Wine prices in Napa Valley hit a record, jumping to over $100 per bottle

By Chris MorrisFormer Contributing Writer
Chris MorrisFormer Contributing Writer

    Chris Morris is a former contributing writer at Fortune, covering everything from general business news to the video game and theme park industries.

    Glasses at a wine tasting
    Enjoying a Napa Valley wine will cost you a lot more than a year ago.
    Getty Images

    It’s more expensive than ever to be a wine lover.

    A new report shows the average price of a bottle from Napa Valley jumped $17 last year, while tasting fees for visitors to those wineries were 35% higher.

    The average bottle from the area now costs over $108. That’s considerably more than its neighbor Sonoma County, which saw an average of $57 per bottle. Don’t expect the prices to get any better, either. Some 71% of the West Coast wineries in the survey said they planned to raise bottle prices again this year.

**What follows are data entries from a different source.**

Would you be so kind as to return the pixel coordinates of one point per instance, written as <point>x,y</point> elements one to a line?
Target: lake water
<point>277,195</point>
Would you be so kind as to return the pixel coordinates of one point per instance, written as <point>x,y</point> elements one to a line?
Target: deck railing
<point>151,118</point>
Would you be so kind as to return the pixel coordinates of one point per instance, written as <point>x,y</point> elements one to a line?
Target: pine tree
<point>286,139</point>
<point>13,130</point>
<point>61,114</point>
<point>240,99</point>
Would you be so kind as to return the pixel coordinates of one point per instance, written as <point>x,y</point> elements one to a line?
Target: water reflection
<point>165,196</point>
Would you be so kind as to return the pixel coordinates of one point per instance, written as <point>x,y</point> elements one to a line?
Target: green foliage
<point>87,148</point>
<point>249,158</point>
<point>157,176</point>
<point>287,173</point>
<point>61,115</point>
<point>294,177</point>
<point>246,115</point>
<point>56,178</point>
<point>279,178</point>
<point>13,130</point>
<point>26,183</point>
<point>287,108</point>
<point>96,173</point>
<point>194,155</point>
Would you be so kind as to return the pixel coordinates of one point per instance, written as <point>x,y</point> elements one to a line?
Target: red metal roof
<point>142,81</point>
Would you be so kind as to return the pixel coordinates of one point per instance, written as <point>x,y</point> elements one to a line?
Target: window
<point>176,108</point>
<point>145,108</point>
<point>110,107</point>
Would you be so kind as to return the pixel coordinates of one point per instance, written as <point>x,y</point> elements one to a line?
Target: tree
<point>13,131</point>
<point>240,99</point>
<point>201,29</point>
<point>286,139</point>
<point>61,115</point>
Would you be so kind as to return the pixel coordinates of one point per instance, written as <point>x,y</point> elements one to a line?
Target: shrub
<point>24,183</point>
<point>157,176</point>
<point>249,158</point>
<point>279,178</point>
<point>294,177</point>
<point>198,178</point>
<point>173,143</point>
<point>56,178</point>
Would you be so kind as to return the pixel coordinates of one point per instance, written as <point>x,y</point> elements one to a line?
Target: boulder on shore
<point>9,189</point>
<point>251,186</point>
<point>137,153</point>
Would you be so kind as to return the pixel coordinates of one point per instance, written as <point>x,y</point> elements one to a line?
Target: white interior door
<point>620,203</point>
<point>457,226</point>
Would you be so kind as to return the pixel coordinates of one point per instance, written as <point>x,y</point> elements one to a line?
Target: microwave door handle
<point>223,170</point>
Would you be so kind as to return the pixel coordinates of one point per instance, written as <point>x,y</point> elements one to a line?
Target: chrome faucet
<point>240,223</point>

    The numbers come from the 2023 Direct to Consumer Wine Report, which, for years, was conducted by the Silicon Valley Bank wine division. It is the industry’s most trusted data report, but after the collapse of that bank, many were worried it, too, would disappear. First Citizens Bank, however, opted to keep the division running after it took over SVB’s assets.

    While visitors to the area are still lower than they were pre-pandemic, the price of a tasting at a Napa vineyard is significantly higher than in the country’s other wine regions. A standard tasting at a Napa winery now goes for $81, $22 more than it did in 2021. A reserve tasting averages $128.

    Compare those numbers with $38 for a tasting in Sonoma and $28 in Paso Robles. And to put that in perspective, tasting fees didn’t even exist until the middle- to late-1990s. They hovered around $10 for several years, but as more and more people began going to wineries, those prices began to climb. As recently as 2012, the price of a tasting in Napa was $22.

    Wine, overall, is in a bit of a slump. The industry is in its second consecutive year of negative growth, and the SVB report says, “Swift action is required to turn the tide.” The audience is also getting older. While consumers over the age of 60 have continued to grow, people under that age are less interested in buying wine today, the report found.